README.md

# Khafra Search

Khafra has changed from a deployment handler search clusters to managing real time search
data in a cluster based on Ecto & SQL schemas and behaviours.

Features:

  * Implements core functionality of Manticore & Sphinx Search through Giza
  * Behaviour to back your [Ecto Schemas](https://hexdocs.pm/ecto/Ecto.html) with search tables
  * Behaviour to back [SQL tables](https://github.com/elixir-dbvisor/sql) with search tables
  * Automated distributed table creation
  * Timed and executable tasks for refreshing search data
  * RabbitMQ queue supported for mass distributed updates

Khafra includes the [Giza Sphinx Client for Elixir](https://hex.pm/packages/giza_sphinxsearch) 


## Installation

```elixir
def deps do
  [
    {:khafra_search, "~> 0.3"}
  ]
end

# Add to your application or supervisor
def start(_type, _args) do
    import Supervisor.Spec

    # List all child processes to be supervised
    children = [
      ...,
      Khafra.Supervisor
    ]

    opts = [strategy: :one_for_one, name: YourApp.Supervisor]
    Supervisor.start_link(children, opts)
  end
```

### Optional

Install RabbitMQ to enable queuing operations. This is the only supported queue for now.

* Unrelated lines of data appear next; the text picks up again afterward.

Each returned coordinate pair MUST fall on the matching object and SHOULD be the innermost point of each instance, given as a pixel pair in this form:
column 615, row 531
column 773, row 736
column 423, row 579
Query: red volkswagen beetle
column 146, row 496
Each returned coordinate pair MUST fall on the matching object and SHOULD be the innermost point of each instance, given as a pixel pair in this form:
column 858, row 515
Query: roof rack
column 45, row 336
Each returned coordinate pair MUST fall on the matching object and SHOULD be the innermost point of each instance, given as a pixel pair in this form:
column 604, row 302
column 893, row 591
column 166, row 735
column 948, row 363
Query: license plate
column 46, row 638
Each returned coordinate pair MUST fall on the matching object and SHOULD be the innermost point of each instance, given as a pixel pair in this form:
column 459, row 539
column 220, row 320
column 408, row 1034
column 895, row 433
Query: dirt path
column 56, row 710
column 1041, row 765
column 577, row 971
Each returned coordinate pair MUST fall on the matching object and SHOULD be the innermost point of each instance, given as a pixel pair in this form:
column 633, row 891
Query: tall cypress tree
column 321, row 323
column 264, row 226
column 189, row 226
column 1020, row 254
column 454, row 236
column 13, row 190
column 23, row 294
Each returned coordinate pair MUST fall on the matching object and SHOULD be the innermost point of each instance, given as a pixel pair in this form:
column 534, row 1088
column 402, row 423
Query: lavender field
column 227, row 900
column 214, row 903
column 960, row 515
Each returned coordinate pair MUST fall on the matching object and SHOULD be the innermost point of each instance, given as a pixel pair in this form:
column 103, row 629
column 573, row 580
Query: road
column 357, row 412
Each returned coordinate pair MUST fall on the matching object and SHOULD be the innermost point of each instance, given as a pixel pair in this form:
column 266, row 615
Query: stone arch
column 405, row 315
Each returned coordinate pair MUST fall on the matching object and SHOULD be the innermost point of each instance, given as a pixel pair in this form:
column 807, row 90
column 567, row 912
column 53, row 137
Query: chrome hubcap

The default is streaming or immediate operations so queueing is not necessary.

## Search Behaviours

Khafra exposes two behaviours that mark a module as backable by a real-time
search table. Implement one of them on the schema/module that represents your
data, and Khafra will create a matching Manticore table on startup and keep it
in sync as rows are inserted or updated through `Khafra.insert/2` and
`Khafra.update/2`.

### `Khafra.SearchBehaviour` (Ecto)

For modules using `Ecto.Schema`. The behaviour requires a single callback,
`index_fields/0`, returning the list of schema fields that should be indexed
for full-text search. The schema's `@source` (table name) is used to derive
the Manticore table and its `_dist` distributed alias.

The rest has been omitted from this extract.